Dutch missionary (1939–2024)

Frans van der Hoff (16 July 1939 – 13 February 2024), or Francisco VanderHoff Boersma as he is called in Latin America, was a Dutch missionary who, in collaboration with Nico Roozen and ecumenical development agency Solidaridad, launched Max Havelaar, the first Fairtrade label in 1988. Van der Hoff's contacts with Mexican coffee producers were important in securing the supply and ensuring the success of the very first Fairtrade certification initiative.

==Biography==
Van der Hoff was born on 16 July 1939, as the seventh of seventeen children to a disciplined farming family, van der Hoff-Boersma, that had moved from Friesland to the village De Rips in the southern Netherlands. He became politically active early on in student movements during his studies at Radboud University Nijmegen. He later received a Ph.D. in political economy and another in theology while studying in Germany.

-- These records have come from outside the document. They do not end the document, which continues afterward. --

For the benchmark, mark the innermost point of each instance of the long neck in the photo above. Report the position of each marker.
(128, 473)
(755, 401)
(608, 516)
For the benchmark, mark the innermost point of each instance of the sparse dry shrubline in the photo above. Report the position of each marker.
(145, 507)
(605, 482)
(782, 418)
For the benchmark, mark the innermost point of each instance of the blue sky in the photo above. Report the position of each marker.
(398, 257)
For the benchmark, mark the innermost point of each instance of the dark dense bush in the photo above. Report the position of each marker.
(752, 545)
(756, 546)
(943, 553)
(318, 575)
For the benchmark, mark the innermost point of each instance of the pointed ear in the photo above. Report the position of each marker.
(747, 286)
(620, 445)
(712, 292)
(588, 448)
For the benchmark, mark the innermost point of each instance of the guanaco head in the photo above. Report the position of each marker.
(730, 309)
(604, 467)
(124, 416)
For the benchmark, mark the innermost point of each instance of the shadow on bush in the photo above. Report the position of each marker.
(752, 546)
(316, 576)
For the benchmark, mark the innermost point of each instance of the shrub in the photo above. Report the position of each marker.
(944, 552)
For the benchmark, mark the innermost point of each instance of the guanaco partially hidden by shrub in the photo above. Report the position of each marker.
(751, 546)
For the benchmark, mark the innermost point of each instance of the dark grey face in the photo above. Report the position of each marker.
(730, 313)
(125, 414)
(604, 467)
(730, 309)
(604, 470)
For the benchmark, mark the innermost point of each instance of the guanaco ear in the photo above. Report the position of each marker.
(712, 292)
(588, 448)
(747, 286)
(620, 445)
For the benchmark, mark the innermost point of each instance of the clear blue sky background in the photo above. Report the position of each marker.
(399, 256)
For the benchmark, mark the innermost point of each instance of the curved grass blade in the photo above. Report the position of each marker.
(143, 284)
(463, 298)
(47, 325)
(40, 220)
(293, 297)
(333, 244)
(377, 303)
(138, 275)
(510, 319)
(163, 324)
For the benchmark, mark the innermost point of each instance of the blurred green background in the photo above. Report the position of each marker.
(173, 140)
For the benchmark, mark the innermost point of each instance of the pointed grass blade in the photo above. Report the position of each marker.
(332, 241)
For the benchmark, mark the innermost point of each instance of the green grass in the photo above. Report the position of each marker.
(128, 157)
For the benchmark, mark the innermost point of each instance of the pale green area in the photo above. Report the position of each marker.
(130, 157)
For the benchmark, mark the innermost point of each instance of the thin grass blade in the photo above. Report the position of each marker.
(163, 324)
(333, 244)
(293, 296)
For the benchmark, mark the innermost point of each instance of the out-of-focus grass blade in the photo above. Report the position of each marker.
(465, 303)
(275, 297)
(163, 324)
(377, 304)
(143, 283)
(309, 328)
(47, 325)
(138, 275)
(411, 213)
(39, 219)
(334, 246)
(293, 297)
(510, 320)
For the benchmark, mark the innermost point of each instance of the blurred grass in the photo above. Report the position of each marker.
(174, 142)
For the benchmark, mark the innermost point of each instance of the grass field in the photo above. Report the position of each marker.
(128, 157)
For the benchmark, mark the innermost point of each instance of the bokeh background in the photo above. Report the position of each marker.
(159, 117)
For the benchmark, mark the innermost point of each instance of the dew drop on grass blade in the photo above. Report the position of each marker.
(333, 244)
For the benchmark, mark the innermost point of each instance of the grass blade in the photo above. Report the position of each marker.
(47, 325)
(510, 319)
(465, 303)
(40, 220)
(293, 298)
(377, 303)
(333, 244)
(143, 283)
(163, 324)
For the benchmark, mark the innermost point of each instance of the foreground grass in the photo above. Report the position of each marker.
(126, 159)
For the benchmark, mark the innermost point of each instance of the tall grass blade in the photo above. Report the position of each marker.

In 1970, van der Hoff moved to Santiago de Chile to work in the barrios as a worker-priest. During the 1973 coup, he moved to Mexico to continue his work in the slums of Mexico City. Seven years later, he moved to Oaxaca in the Southern part of Mexico. In 1981, he participated in UCIRI's launch (Union de Comunidades Indigenas de la Region del Istmo), a coffee producer cooperative created to bypass local traders (also called coyotes) and pool resources.

In 1985, van der Hoff met Roozen at the Utrecht train station through a mutual friend. Roozen, who was then responsible for business development at ecumenical development agency Solidaridad, quickly became interested in van der Hoff's work. On 15 November 1988, the two started the first Fairtrade labelling initiative, Max Havelaar. The initiative offered disadvantaged coffee producers following various social and environmental standards a fair price—significantly above the market price—for their crop. The coffee, originating from the UCIRI cooperative, was imported by Dutch company Van Weely, roasted by Neuteboom, and then sold directly to world shops and retailers across the Netherlands. The initiative was a great success and was replicated in several other markets.

In 2006, Fairtrade-certified sales amounted to approximately €1.6 billion worldwide and over 569 producer organizations, representing roughly over 1.5 million producers, in 58 developing countries were Fairtrade certified.

Van der Hoff died in Ixtepec, Oaxaca on 13 February 2024, at the age of 84.

==Awards==
Van der Hoff was named Chevalier of the Legion of Honor by French president Chirac in 2005.

Van der Hoff was awarded the 2006 North-South Prize by the Council of Europe. He was also appointed Commander in the Order of the Crown (Belgium) by the Belgian Minister of Development Cooperation, received an honorary doctorate from the Catholic University of Louvain in Belgium for his efforts to establish a "different economy", and was awarded the Groeneveldprize from the Groeneveld Foundation in the Netherlands for his special efforts for preservation of the environment in the same year.